3. squamous subculture (Multiplying culture) is the adventitious bud insertion MS+ sucrose 30g/L+ agar 6g/L formed on callus
On the culture medium of+6-BA1.2mg/L+IAA0.8mg/L, illumination 2000-3000LX, 14h, 25 ± 2 DEG C of temperature, humidity 70%, is trained
Support 25 days, 3-5 times of appreciation rate.
4. more than 3cm is reached after propagation, the plant with more than 3 cotyledons is inserted into special equipment of taking root for root induction
In matrix inside (embodiment 3), which is MS+ vermiculites, light application time 16h, 1500-2000LX, 25 ± 2 DEG C of temperature, two
Aoxidize concentration of carbon 950ppm, humidity 80%, more than 1000 grades of culturing room's cleanliness factor.Culture forms the Mi of well developed root system after 20 days
Monkey peach intact plant.As shown in Figure 1.
5. a Kiwi berry intact plant is transplanted to inside degraded bag, warm canopy is transplanted to, 15-30 DEG C of temperature, humidity 85%, one
Crop field, survival rate more than 99% can be moved on to after week.
Embodiment 2
Using Xu Xiang kiwi fruit leafs as group training material, tissue cultures are carried out using different methods.
Experimental group:Use the method for 1 step 4 root induction of the embodiment of the present invention;
Compare 1 group:Culture medium is used by root induction step:0.7mg·L-1IBA、30mg·L-1Sucrose, 7mg
L-1The 1/2MS culture mediums of agar, other are identical with experimental group.

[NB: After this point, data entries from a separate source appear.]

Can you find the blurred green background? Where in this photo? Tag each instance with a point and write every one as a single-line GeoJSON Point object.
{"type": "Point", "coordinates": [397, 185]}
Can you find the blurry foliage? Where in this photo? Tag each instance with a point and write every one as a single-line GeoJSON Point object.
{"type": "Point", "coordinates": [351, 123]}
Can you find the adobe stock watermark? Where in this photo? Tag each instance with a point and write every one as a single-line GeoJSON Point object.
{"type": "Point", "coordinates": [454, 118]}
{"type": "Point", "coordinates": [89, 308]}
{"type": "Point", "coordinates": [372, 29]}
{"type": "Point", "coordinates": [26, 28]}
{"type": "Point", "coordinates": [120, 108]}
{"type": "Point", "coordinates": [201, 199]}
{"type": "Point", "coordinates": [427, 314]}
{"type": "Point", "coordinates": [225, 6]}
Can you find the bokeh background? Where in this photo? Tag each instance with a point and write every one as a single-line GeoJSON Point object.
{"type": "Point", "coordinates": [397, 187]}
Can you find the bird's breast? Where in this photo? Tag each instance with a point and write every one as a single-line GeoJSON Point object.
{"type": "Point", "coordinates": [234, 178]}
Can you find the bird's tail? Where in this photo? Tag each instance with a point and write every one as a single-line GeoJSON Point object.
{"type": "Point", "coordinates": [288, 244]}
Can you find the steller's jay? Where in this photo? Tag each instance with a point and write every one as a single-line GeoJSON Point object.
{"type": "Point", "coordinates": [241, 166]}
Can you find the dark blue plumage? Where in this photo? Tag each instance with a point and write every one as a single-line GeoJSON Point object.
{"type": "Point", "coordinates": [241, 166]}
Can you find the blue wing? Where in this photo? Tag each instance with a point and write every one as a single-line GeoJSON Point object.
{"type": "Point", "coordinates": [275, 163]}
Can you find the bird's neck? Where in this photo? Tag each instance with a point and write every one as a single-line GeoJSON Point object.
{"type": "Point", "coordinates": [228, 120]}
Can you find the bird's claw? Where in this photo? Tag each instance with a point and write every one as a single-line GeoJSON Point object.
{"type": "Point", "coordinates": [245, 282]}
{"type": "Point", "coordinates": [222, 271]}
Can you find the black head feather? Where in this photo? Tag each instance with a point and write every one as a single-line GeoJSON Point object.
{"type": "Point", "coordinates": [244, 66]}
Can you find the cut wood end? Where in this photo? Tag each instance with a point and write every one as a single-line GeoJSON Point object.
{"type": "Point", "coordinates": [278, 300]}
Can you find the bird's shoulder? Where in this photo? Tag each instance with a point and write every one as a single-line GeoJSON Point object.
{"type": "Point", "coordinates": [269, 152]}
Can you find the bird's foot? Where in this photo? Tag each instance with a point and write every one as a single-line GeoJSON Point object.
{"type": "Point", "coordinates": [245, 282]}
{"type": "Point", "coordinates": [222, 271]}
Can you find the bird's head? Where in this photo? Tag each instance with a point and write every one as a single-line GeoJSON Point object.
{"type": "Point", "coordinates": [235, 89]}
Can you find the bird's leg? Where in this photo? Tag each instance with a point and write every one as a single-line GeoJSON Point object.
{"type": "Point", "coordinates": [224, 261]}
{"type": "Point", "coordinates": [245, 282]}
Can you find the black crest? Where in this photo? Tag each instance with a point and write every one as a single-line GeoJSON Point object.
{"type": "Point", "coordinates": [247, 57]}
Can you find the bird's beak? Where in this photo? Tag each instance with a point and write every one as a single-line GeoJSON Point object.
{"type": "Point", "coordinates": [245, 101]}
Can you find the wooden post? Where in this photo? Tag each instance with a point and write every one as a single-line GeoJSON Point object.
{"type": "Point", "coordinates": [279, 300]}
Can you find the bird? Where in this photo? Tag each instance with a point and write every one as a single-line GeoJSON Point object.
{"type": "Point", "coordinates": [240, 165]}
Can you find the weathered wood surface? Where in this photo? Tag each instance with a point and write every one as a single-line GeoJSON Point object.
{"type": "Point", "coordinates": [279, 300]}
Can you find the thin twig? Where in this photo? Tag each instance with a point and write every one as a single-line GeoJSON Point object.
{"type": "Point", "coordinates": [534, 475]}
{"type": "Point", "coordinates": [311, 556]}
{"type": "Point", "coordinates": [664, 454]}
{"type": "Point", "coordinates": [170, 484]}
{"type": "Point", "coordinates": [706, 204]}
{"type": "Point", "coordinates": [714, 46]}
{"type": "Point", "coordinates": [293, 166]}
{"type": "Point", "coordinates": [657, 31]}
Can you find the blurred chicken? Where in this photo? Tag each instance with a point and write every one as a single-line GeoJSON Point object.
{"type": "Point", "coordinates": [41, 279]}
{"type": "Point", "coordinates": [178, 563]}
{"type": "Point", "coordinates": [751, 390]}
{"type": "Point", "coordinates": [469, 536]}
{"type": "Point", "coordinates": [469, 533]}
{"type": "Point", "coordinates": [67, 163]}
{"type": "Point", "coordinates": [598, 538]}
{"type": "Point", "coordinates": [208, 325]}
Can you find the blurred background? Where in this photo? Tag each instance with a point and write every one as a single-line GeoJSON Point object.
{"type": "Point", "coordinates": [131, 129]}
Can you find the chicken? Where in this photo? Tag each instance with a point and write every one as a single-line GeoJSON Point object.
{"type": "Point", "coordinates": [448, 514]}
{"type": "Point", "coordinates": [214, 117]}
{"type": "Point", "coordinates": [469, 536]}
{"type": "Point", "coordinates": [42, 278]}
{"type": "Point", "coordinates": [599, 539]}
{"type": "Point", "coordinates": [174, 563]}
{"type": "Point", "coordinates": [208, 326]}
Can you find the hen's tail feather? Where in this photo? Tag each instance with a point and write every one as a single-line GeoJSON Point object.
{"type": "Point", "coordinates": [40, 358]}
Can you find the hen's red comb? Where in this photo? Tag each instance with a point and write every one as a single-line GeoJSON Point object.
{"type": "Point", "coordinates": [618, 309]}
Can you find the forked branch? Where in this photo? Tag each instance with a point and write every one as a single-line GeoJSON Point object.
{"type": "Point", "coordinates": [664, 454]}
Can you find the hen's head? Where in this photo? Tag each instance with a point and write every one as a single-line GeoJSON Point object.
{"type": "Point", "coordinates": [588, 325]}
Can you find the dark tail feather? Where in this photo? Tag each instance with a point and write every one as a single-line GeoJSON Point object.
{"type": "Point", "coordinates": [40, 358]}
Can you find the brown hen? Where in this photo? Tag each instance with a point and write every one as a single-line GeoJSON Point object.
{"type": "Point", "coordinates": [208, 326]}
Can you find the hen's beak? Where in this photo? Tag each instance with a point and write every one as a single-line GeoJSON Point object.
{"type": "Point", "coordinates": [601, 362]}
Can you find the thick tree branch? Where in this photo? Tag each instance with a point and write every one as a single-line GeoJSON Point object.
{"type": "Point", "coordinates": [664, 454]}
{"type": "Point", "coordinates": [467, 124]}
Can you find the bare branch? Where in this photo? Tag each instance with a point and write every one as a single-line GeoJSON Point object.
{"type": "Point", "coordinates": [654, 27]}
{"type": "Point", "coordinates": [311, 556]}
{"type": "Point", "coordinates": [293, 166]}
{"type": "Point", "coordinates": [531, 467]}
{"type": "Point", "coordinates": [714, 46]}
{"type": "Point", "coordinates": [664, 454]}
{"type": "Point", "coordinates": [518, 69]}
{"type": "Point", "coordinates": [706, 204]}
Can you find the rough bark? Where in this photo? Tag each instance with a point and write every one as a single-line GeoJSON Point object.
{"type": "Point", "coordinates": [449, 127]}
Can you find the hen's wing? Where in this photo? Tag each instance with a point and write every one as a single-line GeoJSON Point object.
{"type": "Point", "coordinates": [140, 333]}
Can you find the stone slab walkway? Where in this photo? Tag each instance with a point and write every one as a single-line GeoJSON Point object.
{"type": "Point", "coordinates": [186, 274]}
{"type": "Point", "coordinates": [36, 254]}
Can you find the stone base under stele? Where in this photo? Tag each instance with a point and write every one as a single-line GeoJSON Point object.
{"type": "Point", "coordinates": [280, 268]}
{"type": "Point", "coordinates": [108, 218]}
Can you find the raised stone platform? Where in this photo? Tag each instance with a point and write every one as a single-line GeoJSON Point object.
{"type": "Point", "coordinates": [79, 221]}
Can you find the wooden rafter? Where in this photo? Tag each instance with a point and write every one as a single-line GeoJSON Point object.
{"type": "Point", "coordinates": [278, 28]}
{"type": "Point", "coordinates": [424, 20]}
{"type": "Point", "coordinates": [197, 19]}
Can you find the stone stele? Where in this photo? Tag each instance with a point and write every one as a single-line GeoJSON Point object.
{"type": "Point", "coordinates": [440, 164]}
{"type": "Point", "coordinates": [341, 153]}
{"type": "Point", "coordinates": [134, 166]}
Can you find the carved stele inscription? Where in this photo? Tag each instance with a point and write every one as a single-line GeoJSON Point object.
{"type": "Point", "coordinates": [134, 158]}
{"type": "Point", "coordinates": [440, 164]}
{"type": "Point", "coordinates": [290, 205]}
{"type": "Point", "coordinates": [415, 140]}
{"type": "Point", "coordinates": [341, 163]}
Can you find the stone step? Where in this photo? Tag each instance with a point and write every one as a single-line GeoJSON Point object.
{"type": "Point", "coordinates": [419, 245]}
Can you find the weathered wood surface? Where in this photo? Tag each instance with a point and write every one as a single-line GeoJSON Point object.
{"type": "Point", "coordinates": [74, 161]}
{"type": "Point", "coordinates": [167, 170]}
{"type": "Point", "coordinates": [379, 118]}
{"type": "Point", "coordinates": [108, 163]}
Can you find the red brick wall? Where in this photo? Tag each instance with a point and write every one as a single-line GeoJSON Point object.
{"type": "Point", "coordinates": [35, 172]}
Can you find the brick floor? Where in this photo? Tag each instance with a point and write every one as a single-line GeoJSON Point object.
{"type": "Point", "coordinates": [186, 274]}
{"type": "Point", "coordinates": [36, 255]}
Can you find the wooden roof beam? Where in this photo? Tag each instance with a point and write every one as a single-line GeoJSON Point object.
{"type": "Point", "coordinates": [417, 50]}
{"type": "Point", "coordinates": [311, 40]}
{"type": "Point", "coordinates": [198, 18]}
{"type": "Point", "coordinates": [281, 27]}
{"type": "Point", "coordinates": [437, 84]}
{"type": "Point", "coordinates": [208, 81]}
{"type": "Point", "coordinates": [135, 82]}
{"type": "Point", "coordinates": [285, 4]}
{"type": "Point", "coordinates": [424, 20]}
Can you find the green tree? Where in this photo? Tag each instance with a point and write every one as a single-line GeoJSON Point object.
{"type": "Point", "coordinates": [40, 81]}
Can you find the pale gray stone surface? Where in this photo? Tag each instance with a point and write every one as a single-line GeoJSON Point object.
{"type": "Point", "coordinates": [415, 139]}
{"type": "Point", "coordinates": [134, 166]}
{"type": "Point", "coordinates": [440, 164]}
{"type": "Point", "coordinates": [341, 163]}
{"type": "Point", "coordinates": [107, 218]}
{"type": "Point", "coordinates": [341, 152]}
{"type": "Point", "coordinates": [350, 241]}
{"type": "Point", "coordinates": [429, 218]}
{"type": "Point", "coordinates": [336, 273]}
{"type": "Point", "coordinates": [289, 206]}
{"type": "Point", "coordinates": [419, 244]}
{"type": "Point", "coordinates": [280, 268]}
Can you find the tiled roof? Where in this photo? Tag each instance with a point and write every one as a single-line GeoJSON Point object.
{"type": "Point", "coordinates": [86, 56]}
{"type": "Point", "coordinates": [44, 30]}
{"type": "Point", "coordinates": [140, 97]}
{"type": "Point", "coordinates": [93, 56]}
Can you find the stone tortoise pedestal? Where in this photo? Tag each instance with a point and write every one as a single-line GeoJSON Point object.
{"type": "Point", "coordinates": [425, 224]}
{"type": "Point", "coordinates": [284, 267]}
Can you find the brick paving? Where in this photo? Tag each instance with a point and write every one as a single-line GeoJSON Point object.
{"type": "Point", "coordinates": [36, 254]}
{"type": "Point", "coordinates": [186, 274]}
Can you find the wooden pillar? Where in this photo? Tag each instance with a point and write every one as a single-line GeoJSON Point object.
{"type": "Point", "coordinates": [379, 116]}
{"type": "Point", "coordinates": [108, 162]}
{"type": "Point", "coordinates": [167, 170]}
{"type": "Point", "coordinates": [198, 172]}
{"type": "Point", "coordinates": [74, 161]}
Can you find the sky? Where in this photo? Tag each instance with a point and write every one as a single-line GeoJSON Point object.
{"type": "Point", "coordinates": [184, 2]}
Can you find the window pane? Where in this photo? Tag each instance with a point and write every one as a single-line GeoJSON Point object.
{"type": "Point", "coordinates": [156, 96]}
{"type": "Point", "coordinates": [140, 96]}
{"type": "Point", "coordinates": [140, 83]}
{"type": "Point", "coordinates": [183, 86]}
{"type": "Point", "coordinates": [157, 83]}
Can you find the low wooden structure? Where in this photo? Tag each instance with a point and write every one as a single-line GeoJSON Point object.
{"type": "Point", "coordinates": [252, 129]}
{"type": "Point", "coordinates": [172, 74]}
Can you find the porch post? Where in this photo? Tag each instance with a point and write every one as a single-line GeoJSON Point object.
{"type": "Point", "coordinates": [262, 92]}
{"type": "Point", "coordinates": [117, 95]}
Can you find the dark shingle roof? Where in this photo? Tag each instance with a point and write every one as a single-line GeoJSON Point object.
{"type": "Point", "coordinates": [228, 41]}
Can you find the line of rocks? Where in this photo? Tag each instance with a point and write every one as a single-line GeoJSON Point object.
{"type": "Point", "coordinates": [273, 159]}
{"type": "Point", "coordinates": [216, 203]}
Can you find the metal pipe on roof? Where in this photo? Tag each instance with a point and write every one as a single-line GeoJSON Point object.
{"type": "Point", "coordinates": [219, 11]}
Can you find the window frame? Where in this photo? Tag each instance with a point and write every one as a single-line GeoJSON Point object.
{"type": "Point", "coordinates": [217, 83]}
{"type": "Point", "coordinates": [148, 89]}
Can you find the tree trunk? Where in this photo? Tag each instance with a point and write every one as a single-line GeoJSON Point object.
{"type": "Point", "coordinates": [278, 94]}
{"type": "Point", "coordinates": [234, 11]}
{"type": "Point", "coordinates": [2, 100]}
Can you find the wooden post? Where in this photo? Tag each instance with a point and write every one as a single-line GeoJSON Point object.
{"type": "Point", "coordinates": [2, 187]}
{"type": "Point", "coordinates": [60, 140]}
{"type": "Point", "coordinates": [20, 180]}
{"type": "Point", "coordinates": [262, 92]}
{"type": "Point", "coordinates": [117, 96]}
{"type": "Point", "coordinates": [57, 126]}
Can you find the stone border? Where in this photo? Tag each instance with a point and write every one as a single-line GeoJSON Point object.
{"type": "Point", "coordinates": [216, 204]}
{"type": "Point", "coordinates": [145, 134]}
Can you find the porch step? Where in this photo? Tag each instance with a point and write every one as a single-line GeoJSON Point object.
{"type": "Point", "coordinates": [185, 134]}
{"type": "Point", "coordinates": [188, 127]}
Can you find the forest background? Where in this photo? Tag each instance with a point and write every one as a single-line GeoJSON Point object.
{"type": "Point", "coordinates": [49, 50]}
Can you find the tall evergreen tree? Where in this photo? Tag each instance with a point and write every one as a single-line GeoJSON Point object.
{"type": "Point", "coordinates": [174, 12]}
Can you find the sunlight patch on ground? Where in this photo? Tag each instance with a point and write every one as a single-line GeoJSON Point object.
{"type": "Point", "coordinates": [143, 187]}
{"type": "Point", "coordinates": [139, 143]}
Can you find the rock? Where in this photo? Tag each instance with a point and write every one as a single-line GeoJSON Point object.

Compare 2 groups:Culture medium is used by root induction step:In 1/2MS+NAA0.2mgL-1, other and experiment
Group is identical.
Compare 3 groups:Light application time 10h used by root induction step, 25 ± 2 DEG C of temperature, humidity 85%, other and reality
It is identical to test group.
Compare 4 groups:Gas concentration lwevel 1200ppm used by root induction step, other are identical with experimental group.
|
Take root pollution rate |
Transplanting survival rate |
Take root situation |
Whether hardening |
Experimental group |
0.5% |
99% |
It is good |
It is no |
Compare 1 group |
5% |
86% |
Generally |
It is |
Compare 2 groups |
6% |
91% |
Generally |
It is |
Compare 3 groups |
1% |
95% |
Preferably |
It is no |
Compare 4 groups |
1% |
93% |
Generally |
It is |
Embodiment 3
A kind of special equipment of taking root of tissue cultures, as shown in Figures 3 to 5, including:Box body 1, box lid 2 and root bed 3, it is described
Box lid 2 is connected by hinge 26 with box body 1, can be overturn with respect to box body 1;Described bed 3 is by some orthogonal partition plate groups
Into described bed 3 has the root bed region 30 for being used to house culture medium of several mutually independent groined types, the box lid 2
Bottom surface on be provided with LED light 20, some ventilation holes 10 are offered in the side wall of the box body 1, residing for the ventilation hole 10
Position is higher than the top surface of root bed 3.The root that macaque peach seedling is grown can all be separated by root bed 3, after the completion of avoiding training seedling, it
Warped roots in together, time-consuming and laborious when they are separated and easy damaged root system.
The above described is only a preferred embodiment of the present invention, being not the limitation for making other forms to the present invention, appoint
What those skilled in the art changed or be modified as possibly also with the technology contents of the disclosure above equivalent variations etc.
Imitate embodiment.But it is every without departing from technical solution of the present invention content, the technical spirit according to the present invention is to above example institute
Any simple modification, equivalent variations and the remodeling made, still fall within the protection domain of technical solution of the present invention.